On the more “high tech” side of social activities, my friends and I are really into playing Laser Tag. I know that most people associate it with a bunch of sixteen year olds running around with nothing better to do on a Saturday night. While that described us rather accurately when we first discovered the game, it’s now ten years later; we drive better cars and have a more lenient curfew. The part about having better things to do on a Saturday night is really a matter of perspective. I enjoy playing Laser Tag more than I like taking part in excessive alcohol consumption while having to deal with abrupt changes in the directional flow of my upper digestive track.

While Laser Tag is a physical game that involves running around a large maze, one of the keys to getting a high score involves employing a good strategy. Running around like a chicken with its head cut off is generally not the best way to go. Following basic rules like, “Don’t stand in the same place if you are getting hit every five seconds” and, “You can’t sneak up on people very well if you are yelling at one of your friends twenty feet away” can dramatically increase your score. Despite the use of the word “laser” in the name of the game, you don’t have to be a rocket scientist to be a decent player. I’ve seen quite a few thirteen year olds girls with neon color hair and various metal objects in their nose get impressive rankings once the scores were tallied. Being skilled at Laser Tag and longing for various members of N’SYNC do not seem to be mutually exclusive.
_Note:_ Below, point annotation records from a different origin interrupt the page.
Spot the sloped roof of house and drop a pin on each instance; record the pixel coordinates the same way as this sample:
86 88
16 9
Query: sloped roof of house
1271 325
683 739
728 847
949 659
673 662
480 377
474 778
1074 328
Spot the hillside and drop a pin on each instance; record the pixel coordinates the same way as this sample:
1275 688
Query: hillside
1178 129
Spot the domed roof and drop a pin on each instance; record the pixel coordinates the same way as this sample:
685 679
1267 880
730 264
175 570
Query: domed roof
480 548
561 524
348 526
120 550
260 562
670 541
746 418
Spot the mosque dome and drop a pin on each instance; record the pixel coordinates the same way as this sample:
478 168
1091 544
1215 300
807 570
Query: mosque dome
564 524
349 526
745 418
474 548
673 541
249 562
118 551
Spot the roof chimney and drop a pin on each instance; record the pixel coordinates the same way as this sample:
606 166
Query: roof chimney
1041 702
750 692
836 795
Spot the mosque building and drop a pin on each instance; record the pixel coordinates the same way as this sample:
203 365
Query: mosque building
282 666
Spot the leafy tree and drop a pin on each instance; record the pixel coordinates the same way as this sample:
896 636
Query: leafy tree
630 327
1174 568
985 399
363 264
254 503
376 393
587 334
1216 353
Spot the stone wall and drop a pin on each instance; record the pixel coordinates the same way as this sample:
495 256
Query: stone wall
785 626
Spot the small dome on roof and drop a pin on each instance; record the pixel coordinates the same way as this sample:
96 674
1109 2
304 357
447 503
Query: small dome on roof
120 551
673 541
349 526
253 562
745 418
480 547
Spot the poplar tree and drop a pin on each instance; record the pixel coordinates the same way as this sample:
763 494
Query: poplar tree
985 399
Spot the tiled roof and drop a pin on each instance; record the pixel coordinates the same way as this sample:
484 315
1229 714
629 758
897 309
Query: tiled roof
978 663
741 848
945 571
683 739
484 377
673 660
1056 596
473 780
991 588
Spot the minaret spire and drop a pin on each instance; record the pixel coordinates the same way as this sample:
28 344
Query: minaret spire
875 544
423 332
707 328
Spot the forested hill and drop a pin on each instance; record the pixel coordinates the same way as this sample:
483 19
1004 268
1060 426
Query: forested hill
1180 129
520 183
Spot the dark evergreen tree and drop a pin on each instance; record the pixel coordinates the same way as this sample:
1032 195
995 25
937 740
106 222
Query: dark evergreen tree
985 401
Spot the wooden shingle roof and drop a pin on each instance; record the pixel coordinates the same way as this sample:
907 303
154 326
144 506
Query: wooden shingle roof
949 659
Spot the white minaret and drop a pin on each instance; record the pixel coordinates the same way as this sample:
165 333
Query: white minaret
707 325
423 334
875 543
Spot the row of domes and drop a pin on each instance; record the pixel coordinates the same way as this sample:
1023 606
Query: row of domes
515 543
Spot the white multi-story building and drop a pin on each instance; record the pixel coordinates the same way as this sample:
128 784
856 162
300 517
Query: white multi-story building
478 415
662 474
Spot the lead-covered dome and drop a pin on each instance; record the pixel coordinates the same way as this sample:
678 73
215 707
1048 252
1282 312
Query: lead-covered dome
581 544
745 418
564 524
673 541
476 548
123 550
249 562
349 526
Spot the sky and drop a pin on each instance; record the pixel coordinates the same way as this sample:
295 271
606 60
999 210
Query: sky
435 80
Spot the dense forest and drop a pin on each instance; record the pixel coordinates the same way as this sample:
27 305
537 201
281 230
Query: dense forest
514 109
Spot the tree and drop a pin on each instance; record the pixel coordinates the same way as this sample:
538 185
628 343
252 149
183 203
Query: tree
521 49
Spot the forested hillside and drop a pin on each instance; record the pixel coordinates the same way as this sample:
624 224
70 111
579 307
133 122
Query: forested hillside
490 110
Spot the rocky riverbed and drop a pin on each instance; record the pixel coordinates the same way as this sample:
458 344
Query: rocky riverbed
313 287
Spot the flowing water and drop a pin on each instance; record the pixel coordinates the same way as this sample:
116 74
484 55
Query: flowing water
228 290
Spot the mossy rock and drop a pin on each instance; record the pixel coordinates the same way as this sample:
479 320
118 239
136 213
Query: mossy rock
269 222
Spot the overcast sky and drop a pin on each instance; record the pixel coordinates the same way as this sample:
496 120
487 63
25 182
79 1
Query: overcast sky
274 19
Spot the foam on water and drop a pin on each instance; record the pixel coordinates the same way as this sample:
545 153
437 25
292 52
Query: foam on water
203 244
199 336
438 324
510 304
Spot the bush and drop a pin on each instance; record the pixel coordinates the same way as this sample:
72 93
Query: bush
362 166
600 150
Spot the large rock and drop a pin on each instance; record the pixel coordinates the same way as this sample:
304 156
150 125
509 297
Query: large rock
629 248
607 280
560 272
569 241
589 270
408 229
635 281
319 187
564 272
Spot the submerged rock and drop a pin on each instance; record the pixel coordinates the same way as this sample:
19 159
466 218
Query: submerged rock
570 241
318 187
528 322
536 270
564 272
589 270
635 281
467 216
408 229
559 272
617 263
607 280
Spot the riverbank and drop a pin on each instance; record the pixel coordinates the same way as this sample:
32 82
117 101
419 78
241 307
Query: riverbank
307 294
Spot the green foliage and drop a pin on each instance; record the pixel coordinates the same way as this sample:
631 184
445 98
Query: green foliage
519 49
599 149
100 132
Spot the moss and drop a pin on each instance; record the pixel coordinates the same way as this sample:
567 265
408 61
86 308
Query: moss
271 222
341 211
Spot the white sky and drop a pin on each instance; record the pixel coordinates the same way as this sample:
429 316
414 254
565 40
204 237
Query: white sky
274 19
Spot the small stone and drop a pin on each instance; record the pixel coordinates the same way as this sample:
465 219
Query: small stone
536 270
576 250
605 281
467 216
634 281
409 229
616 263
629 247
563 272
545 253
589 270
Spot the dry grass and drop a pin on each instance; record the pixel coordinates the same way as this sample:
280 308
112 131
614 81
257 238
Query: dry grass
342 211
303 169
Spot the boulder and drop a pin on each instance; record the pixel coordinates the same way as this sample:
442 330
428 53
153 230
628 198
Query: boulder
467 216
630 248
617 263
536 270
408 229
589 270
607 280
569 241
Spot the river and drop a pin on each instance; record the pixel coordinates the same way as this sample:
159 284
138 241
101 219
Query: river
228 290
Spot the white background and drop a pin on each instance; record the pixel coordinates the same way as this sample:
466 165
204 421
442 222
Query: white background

Now you know insofar as can be described in eight hundred and twenty-four words what I like to do for fun. This story would’ve used more words if I wasn’t so lazy with the use of contractions, or fewer words if I eased up on the tangentially relevant anecdotes. If you are the type to stay awake at night wondering about my entertainment habits, you are going to have to think about something else tonight. I suggest going into your living room, turning the television to some random cable channel, and start thinking, “Now how have I managed to survive this long with a kitchen that doesn’t include a restaurant quality portable rotisserie cooker?”